こっちの『私』がどういうつもりで付けたのだろう。いや、まぁ、良いのだけど。可愛いし。うん、ルピナス可愛いし。
おいで、と手招けば、わぁい、と喜んで私の膝に登ってくる。これが兵器とは一体。とても可愛い。
ルピナスの頭を撫でている間、γさんがバジル君になんだか難しいことを言っていた。
ぶ、ぶれ、え? 何だって?
“ボックス間コンビネーション発動システム”?
バジル君のアルフィンちゃんを使えば、匣兵器たちでコンビネーションして何か出来るってこと? それ凄くない?
ぱしゅぱしゅ、と至るところで匣が開けられる。

「わぁー、さすがにこれだけ揃うと壮観だね!」

なんて、久々に聞いた正一君の明るい声に、私も笑みが溢れる。

「後は雨イルカがブレインコーティング用の技を掛けるだけだ」
「はい、ではいきます!」

そうバジル君が言ったのに、なぜか小さなライオンが綱吉の背に隠れてしまった。

「あ、こら、ナッツ! 行かなきゃ駄目だって」
「ナッツ………?」
「ツナさんのアニマルちゃんです」

背に隠れるライオンに困った声を上げる綱吉と、そんな彼が名前を呼んだものの、それがなんだかわからずに首を傾げた私に、ハルちゃんがこそりと補足を入れてくれた。
ありがとう、とハルちゃんに返していると、瓜ちゃんが隼人君のもとから飛び立ってナッツをふみっ! と踏んでいた。
あらま。

「こら、瓜!! なんて恐れ多いことを!!!」

なんて隼人君が言っても瓜ちゃんは気にせずナッツに絡んでいる。
あれ、かまって欲しいんだろうなぁ。
ルピナスを膝から降ろして、傍に行っておいでとその背を押せば、ちらっとこちらを見たルピナスは、くふん、と鳴いてからじゃれ合っている………いや、ナッツ的にはじゃれ合ってはいないのだろうけれど、まぁ、とりあえず二匹のところへ行った。

「にゃおん!」
「ガォ!」
「わふ」

その鳴き方、犬では???
いや、鳴き方的には同じで良いのかな?
挨拶を交わした3匹の様子を見ていると、ナッツはルピナスの鼻に鼻をちょん、と当ててそれからにこっと嬉しそうに笑った。

「あっ、あいつ、戦いのとき以外は臆病なのに…………、やっぱりあの子が静玖のものだってわかるのかな?」

綱吉の呟きに、そうだと嬉しいな、と素直に思う。
思うのだけれど、よくよく考えれば今、きゃっきゃとじゃれ合ってる場合ではないよね。
ほら、えぇと、和んでる場合ではないよ!

「あ、」

三匹でじゃれ合っていたら、空からちょっとだけ降りたレナが、その尾ビレでぺちりとルピナスを叩く。
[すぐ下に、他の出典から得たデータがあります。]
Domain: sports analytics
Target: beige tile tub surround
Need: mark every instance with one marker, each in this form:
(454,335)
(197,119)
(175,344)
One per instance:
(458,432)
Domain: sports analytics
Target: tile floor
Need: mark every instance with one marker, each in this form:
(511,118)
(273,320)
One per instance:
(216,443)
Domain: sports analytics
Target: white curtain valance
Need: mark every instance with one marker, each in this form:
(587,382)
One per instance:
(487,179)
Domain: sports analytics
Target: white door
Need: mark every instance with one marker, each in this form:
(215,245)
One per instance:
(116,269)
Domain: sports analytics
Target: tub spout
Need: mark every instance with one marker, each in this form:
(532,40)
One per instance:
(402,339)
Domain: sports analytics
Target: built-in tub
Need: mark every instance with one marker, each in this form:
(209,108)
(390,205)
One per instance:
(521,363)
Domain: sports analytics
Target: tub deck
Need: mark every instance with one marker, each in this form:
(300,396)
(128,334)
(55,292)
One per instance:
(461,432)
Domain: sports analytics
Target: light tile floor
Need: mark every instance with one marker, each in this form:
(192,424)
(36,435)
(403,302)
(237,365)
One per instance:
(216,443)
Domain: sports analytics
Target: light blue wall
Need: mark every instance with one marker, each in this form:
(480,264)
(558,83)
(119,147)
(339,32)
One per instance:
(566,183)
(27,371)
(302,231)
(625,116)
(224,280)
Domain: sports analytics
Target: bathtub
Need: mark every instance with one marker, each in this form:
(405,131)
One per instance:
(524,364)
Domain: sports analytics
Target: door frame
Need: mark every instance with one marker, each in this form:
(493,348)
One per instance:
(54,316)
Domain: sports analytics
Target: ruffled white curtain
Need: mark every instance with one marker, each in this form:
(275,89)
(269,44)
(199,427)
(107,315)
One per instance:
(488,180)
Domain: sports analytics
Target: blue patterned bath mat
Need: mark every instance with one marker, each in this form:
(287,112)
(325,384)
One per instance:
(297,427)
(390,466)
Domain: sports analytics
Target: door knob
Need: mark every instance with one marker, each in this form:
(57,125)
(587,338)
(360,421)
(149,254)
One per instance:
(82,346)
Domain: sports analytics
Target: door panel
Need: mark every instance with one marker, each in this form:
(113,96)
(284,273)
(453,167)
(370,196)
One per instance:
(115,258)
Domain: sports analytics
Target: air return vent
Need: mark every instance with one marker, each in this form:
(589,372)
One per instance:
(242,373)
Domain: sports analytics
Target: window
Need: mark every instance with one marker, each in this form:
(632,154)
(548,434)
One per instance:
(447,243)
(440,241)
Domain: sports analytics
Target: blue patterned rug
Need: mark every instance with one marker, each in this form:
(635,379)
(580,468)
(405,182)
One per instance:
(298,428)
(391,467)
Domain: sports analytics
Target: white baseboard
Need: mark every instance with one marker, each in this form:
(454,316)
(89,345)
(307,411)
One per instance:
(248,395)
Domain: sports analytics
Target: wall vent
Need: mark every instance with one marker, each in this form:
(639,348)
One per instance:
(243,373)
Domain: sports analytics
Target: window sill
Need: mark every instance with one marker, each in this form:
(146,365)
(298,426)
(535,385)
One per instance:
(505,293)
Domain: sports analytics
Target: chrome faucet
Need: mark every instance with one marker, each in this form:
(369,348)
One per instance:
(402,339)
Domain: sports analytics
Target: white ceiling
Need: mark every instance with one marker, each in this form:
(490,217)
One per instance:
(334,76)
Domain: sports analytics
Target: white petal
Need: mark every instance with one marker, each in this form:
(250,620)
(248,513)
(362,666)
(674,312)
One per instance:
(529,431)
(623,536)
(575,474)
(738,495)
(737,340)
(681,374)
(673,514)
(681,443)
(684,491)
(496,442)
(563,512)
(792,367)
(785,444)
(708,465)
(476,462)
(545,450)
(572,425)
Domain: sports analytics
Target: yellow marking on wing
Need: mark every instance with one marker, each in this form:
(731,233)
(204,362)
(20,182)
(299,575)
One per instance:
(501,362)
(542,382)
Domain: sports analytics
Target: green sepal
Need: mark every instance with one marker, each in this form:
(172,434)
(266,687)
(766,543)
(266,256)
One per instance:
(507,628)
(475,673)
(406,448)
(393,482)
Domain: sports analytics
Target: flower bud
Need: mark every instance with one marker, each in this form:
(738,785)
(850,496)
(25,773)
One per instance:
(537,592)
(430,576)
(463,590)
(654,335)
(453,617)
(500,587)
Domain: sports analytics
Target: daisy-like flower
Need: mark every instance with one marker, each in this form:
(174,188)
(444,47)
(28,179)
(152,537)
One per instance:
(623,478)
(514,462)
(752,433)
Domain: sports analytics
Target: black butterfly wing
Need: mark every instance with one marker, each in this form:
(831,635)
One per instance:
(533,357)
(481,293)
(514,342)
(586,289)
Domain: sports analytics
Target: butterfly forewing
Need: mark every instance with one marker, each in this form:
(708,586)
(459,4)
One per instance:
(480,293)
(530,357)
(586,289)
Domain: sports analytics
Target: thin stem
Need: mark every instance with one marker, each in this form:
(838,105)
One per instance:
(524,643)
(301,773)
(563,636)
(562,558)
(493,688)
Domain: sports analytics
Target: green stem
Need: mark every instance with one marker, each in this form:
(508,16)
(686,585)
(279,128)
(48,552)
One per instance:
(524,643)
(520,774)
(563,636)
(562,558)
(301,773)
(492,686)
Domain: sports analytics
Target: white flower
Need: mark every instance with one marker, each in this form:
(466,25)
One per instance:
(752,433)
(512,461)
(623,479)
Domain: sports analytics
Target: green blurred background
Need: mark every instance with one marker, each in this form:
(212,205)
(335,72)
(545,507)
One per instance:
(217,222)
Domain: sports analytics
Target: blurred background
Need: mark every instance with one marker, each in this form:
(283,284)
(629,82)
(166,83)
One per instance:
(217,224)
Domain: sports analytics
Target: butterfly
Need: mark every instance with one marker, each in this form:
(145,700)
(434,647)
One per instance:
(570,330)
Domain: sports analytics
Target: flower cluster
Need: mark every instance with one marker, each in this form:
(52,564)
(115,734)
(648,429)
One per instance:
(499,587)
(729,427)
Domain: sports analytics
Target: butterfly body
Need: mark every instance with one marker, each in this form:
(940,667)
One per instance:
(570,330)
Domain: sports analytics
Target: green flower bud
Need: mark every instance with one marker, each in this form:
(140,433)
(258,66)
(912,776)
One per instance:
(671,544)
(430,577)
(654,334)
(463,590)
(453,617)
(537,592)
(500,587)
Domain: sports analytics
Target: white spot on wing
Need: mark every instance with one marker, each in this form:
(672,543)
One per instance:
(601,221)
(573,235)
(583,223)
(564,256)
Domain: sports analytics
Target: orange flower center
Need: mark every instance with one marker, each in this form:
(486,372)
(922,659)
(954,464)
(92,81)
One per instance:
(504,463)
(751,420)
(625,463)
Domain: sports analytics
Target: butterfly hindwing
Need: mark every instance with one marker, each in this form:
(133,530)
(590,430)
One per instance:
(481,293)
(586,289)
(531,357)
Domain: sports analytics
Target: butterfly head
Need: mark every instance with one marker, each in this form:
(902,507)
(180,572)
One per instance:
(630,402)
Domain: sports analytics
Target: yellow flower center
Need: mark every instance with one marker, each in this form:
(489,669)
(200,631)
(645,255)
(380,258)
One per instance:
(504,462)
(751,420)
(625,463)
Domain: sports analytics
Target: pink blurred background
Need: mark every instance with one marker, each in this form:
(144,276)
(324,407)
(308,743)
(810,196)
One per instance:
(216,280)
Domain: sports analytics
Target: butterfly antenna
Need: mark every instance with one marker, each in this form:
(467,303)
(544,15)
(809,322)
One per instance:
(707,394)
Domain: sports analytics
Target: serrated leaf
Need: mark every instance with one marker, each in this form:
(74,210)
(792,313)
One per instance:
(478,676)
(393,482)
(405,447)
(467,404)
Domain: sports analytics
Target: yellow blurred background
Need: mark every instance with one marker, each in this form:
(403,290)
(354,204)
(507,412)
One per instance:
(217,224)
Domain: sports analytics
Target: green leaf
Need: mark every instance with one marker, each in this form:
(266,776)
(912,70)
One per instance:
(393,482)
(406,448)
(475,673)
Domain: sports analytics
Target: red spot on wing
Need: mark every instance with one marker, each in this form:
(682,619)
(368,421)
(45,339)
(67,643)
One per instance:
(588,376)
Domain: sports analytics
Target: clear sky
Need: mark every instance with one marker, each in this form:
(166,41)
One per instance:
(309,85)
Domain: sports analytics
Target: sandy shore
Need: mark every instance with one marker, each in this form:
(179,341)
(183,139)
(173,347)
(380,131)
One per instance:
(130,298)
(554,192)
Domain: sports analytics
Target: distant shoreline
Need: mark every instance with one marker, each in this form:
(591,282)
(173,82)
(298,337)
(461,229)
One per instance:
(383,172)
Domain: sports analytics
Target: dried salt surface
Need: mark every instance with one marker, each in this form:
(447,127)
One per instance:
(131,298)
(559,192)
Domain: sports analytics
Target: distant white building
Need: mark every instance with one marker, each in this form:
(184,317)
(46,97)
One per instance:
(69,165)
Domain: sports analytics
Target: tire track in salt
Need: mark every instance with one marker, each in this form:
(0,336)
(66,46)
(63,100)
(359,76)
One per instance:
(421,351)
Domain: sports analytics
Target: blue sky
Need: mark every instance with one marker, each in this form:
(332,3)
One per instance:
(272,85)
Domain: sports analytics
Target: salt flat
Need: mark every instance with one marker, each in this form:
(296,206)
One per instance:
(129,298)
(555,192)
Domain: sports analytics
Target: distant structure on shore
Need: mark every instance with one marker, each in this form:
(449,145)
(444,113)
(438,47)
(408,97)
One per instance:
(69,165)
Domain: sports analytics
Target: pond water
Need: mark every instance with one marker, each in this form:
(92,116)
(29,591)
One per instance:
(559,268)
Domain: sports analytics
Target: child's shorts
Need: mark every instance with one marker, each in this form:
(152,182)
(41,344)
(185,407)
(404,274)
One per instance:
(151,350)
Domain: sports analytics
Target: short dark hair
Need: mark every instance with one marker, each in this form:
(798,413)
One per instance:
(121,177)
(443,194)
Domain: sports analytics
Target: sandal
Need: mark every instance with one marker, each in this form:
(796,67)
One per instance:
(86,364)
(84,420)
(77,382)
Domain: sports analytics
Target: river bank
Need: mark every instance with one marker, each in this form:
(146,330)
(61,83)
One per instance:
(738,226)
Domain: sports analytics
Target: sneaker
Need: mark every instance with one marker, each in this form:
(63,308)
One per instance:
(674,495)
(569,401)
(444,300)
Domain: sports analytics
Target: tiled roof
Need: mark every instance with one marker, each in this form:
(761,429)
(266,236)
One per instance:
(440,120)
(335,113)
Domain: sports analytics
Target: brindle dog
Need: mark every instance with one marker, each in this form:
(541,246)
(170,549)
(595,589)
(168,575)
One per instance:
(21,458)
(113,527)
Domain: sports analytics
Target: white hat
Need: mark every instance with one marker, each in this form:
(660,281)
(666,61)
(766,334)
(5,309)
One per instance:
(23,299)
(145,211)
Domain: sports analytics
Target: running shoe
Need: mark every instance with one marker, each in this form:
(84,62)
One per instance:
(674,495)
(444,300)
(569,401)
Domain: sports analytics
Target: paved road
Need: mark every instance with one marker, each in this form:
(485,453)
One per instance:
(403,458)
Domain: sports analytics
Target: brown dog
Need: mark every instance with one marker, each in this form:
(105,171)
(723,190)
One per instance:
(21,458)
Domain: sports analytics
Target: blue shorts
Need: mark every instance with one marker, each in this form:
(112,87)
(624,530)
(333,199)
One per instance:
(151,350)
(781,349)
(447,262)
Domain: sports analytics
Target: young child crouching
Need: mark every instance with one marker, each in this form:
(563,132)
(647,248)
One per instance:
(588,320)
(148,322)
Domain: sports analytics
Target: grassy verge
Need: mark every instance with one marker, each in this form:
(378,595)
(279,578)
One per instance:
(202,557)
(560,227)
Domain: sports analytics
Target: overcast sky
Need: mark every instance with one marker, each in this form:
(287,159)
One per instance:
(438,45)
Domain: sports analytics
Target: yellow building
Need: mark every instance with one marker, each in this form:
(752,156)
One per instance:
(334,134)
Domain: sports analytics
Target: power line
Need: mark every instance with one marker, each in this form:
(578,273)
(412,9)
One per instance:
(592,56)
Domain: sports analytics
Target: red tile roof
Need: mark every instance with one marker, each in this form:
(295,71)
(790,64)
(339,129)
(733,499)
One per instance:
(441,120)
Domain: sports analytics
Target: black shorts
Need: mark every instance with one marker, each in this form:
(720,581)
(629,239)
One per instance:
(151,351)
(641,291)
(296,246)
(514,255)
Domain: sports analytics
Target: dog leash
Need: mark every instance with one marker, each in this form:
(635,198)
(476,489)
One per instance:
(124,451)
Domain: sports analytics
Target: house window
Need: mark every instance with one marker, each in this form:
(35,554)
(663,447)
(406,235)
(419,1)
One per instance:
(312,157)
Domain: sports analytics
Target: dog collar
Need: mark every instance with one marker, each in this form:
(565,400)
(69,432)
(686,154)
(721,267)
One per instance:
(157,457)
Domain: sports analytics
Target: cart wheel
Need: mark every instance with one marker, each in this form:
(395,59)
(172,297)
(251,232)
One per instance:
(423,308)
落ち着きなさい、とでも言っているみたい。
落ち着いた三匹を確認した正一君が、緊張した面持ちで、ゆっくりと口を開いた。

「じゃあ、これから作戦会議を始めるよ」

戦えない私に、一体何が出来るのだろうか。

その不安はハルちゃんも深琴ちゃんも持っていたらしく、固まっていた三人は静かに息を呑むのだった。